Das rächt sich nun: Denn die Hersteller, die auf den Automessen in den Jahren nach Corona ohnehin nur noch selten (und meist mit neuen Konzepten wie etwa in München statt Frankfurt) präsent waren, „pfeifen“ heuer auf Genf (wo die letzte Messe 2019 stattfand). In der offiziellen Liste, die die „Geneva International Motor Show“ (GIMS) am Mittwochabend veröffentlichte, finden sich exakt 29 Aussteller.
Große Namen? Ja, die gibt es, aber dafür reichen die Finger einer Hand: Renault, Dacia, BYD, Isuzu und MG. Unter den 29 Firmen sind sogar schon das „Legends Magazine“ oder „Formula 1 Merchandising“ aufgelistet.
Es ist schade um diesen Salon!

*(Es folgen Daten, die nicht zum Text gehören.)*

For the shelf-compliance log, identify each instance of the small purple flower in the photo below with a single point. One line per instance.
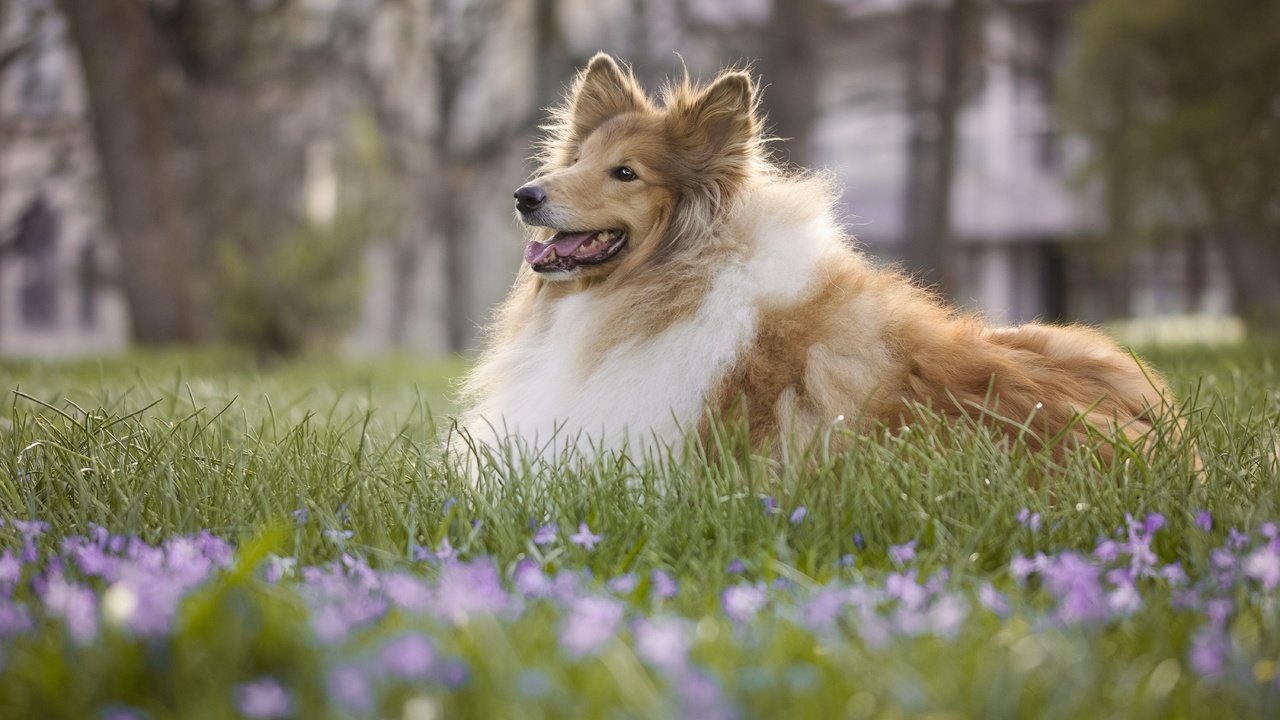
(1219, 610)
(1208, 652)
(337, 536)
(545, 534)
(590, 623)
(14, 618)
(1203, 520)
(408, 657)
(1152, 523)
(903, 554)
(10, 569)
(530, 579)
(663, 584)
(74, 604)
(264, 700)
(622, 584)
(1264, 566)
(1124, 600)
(1028, 519)
(744, 601)
(584, 537)
(663, 642)
(444, 551)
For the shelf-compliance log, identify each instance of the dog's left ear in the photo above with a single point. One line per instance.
(722, 118)
(602, 91)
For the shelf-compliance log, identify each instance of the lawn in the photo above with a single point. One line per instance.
(190, 536)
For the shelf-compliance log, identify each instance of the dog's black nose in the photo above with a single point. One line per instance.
(530, 197)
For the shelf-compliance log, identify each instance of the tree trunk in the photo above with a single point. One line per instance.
(789, 65)
(936, 83)
(1252, 260)
(136, 147)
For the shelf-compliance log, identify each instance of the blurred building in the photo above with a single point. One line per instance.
(56, 296)
(1027, 242)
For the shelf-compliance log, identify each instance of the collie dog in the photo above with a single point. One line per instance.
(673, 273)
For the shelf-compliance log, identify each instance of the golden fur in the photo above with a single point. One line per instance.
(727, 249)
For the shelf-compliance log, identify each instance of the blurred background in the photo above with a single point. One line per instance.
(301, 176)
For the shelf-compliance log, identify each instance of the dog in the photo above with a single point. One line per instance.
(673, 273)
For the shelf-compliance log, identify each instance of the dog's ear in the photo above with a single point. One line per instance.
(602, 91)
(721, 119)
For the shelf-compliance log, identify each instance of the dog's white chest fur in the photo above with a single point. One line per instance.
(548, 391)
(635, 393)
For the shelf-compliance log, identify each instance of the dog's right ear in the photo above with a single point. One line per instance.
(602, 91)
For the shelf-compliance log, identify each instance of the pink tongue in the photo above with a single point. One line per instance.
(565, 244)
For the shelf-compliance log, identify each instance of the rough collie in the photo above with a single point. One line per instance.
(673, 273)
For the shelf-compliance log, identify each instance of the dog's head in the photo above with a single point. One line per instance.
(626, 182)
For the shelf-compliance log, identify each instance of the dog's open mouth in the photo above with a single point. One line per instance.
(567, 250)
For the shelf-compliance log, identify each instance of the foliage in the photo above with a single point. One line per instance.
(1180, 100)
(330, 564)
(305, 287)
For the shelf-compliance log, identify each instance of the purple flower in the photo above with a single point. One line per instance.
(905, 589)
(10, 569)
(408, 657)
(1028, 519)
(74, 604)
(545, 534)
(590, 623)
(14, 618)
(663, 642)
(350, 688)
(663, 584)
(1075, 583)
(1264, 566)
(1208, 652)
(1203, 520)
(585, 538)
(1217, 611)
(530, 579)
(338, 536)
(903, 554)
(622, 584)
(744, 600)
(1124, 600)
(1152, 523)
(471, 588)
(264, 698)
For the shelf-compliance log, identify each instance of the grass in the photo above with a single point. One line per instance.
(167, 445)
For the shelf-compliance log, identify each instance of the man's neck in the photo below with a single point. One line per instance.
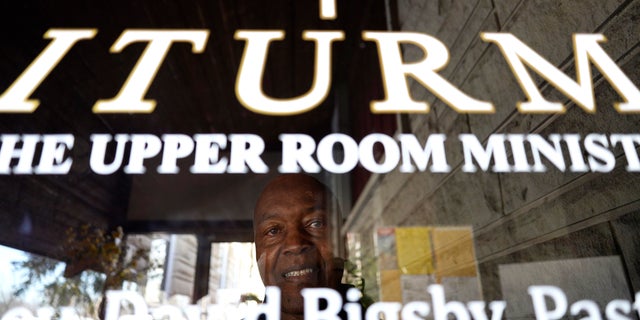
(291, 316)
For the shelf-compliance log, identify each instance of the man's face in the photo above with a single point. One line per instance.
(292, 235)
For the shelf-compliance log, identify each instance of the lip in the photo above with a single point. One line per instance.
(299, 273)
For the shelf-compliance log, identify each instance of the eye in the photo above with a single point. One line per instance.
(316, 224)
(272, 231)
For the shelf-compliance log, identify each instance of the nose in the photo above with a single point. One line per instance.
(296, 242)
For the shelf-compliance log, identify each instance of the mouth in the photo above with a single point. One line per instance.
(298, 273)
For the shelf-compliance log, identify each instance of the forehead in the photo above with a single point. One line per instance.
(291, 195)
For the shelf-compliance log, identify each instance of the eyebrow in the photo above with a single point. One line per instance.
(309, 210)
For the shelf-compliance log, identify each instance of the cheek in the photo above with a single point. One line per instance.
(261, 265)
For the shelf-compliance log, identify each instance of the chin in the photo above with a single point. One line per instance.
(292, 303)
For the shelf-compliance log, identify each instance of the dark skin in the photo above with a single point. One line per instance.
(292, 233)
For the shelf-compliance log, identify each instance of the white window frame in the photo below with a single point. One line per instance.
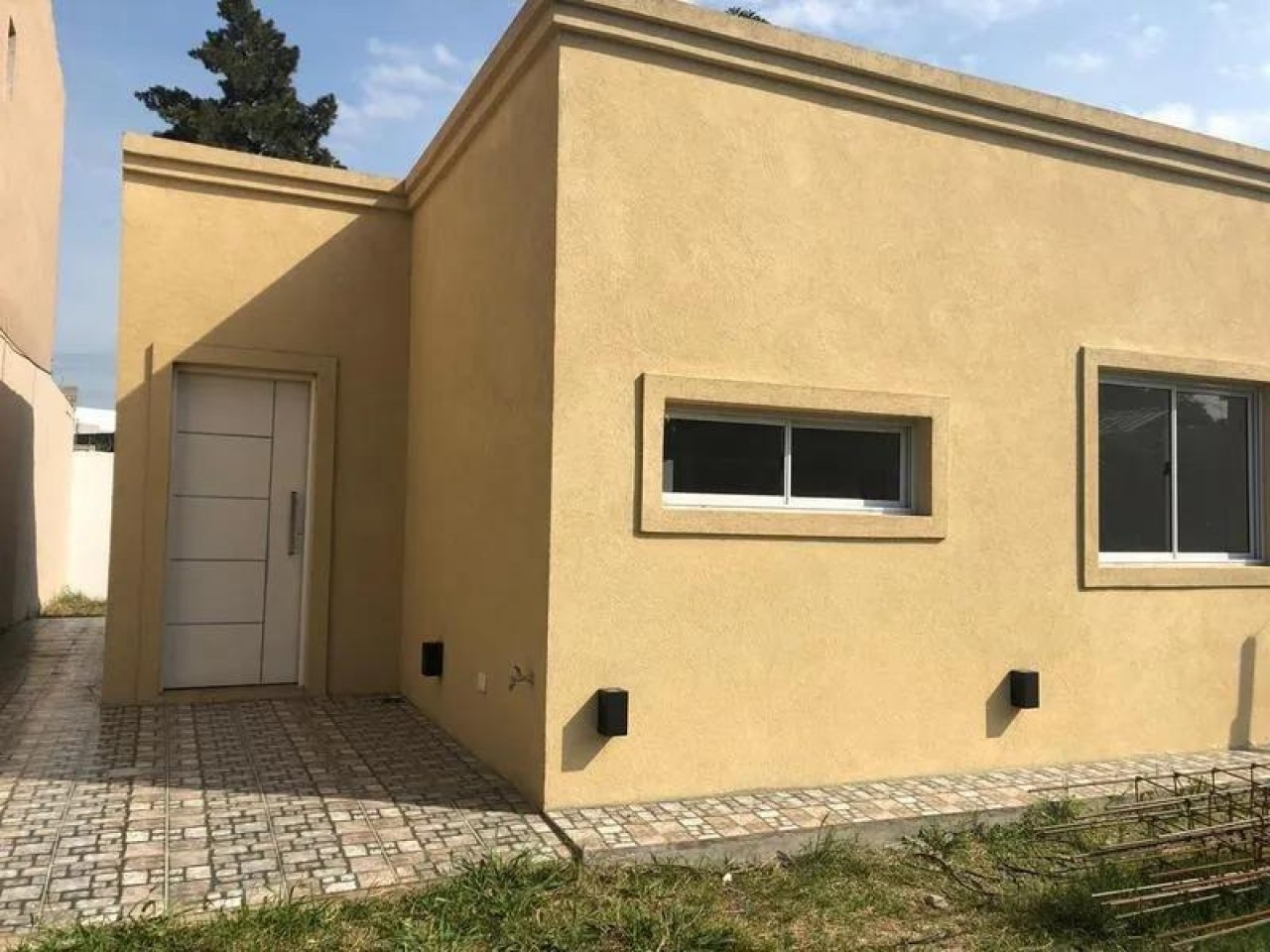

Hier hat man den guten Namen von einst leichtfertig aufs Spiel gesetzt. Und das Know-how an Leute mit viel Geld verkauft, nämlich an Katar: Dort ist nach der Premiere im Vorjahr im 4. Quartal 2025 die zweite Auflage der „GIMS Qatar“ geplant.
Und Genf selbst? Dort hofft man, dass das neue Motto „GIMS Reborn“ im Frühjahr 2025 mehr Aussteller (und Besucher) in die Westschweiz locken wird. Ob die Wiedergeburt in einem Jahr gelingen wird? Leise Zweifel sind angebracht…
P.S.: Ein Kollege unseres Verlages wird dennoch schon heuer aus Genf berichten: Denn das Highlight, nämlich die elektrische Version des einstigen Renault R5, wollen wir uns dann doch anschauen. Das ist die wahre Wiedergeburt!